Sunday, life was watching the river out in the woods where we had our prayer retreat. Life was praying for the interns, coming back and watching LOTR 3, and eating gifted cupcakes.

Saturday, Friday, Thursday… some days have more life in them then others. But every day, I try to find a little bit of life, a little bit of light to push back against the fog, the darkness that presses in on me. On the days I can’t find life myself, I look to my friends to help bring me life. To sit with me, to make me laugh, to lighten the load just a little.

Maybe someday these life moments will be renamed in my head. Maybe someday I’ll be able to admit that these moments of life are actually little pockets of joy, without feeling like a fraud. But for now the word joy still gets stuck on my tongue. And for now I am content with finding life instead.

Thursday, April 5, 2012

Slipping Away

My mom’s speech is slipping away.

She’s having a harder time speaking – more grasping for words, more frustration when she can’t say what she wants to say, more times when she just can’t finish her sentences because the words just won’t come.

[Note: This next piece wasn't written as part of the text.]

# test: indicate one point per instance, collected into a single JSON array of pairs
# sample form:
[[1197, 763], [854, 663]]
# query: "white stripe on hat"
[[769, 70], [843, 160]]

It’s a subtle difference, I guess, unless you’re around her a lot. But I know my dad and I can tell. I know she can tell. She just can’t speak as well as she did before.

The common phrases, the niceties – those have stayed. But she can’t find the words to talk about what the doctor said, or who visited, or who sent her the flowers for her birthday. At least she can still say “I love you.”

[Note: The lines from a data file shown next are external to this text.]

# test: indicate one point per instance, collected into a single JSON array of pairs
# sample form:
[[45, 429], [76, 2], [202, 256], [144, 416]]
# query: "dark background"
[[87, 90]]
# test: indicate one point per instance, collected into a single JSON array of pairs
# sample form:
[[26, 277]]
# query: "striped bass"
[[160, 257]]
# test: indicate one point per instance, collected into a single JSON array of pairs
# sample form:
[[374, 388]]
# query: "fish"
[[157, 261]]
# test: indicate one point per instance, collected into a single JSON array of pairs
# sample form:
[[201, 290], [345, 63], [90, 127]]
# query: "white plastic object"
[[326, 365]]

We don’t know for sure why her speech is slipping. It might be the chemo (she’s officially getting sick from the chemo. The first month she was really, really tired, this month she had stomach flu-like symptoms). It might be just general tiredness. Or it might be the microtumors that we can’t see on the MRI eating away at the part of her brain that controls her speech.

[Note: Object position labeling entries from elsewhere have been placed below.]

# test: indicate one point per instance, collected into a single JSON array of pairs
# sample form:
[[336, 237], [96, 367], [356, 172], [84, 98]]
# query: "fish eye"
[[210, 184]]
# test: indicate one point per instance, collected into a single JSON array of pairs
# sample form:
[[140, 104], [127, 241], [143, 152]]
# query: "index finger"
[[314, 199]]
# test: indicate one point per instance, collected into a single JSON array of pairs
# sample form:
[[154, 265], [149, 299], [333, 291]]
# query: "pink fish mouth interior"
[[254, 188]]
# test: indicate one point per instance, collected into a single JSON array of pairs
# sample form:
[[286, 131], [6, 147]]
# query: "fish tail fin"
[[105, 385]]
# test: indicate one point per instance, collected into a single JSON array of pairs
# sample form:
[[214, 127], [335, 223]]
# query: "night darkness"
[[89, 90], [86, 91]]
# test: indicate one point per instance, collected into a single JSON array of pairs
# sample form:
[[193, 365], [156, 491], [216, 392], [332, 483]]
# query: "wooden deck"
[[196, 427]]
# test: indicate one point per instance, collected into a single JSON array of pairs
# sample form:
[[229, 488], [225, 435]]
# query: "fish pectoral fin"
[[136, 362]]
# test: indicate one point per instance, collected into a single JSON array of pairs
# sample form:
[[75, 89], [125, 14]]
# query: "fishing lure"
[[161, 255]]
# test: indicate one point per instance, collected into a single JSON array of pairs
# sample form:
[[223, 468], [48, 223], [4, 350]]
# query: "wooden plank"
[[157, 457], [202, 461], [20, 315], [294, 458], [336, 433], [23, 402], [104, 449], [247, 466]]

Whatever the reason, I’m not ready for it. I’ve been really liking this plateau that we’ve been at – this stable place with few surprises. It’s been easier to live life, business as usual (or at least, business as usual since my new usual started in August), without fearing the next traumatic event. It’s been so easy I’d almost forgotten that it’s going to end, that she’s going to eventually going to go downhill, that she’ll slowly go backwards in her progress as the tumors take over.

I don’t know if her speech will improve. I hope it does. But if it doesn’t, I need to start readying myself, whatever that looks like, for what’s coming next. I just wish I knew how to do that.

Tuesday, April 3, 2012

Happy Birthday Mom

Happy 57th Birthday, Mom.

I'm glad I got to spend time with you today, on your birthday. To make you cherry pie (your favorite dessert). To read you my blog entry of why I want to be like you. To share dinner with you, to watch you open your presents, to see how much you loved the collage my sister made you.

Happy Birthday Mom. I love you very, very much.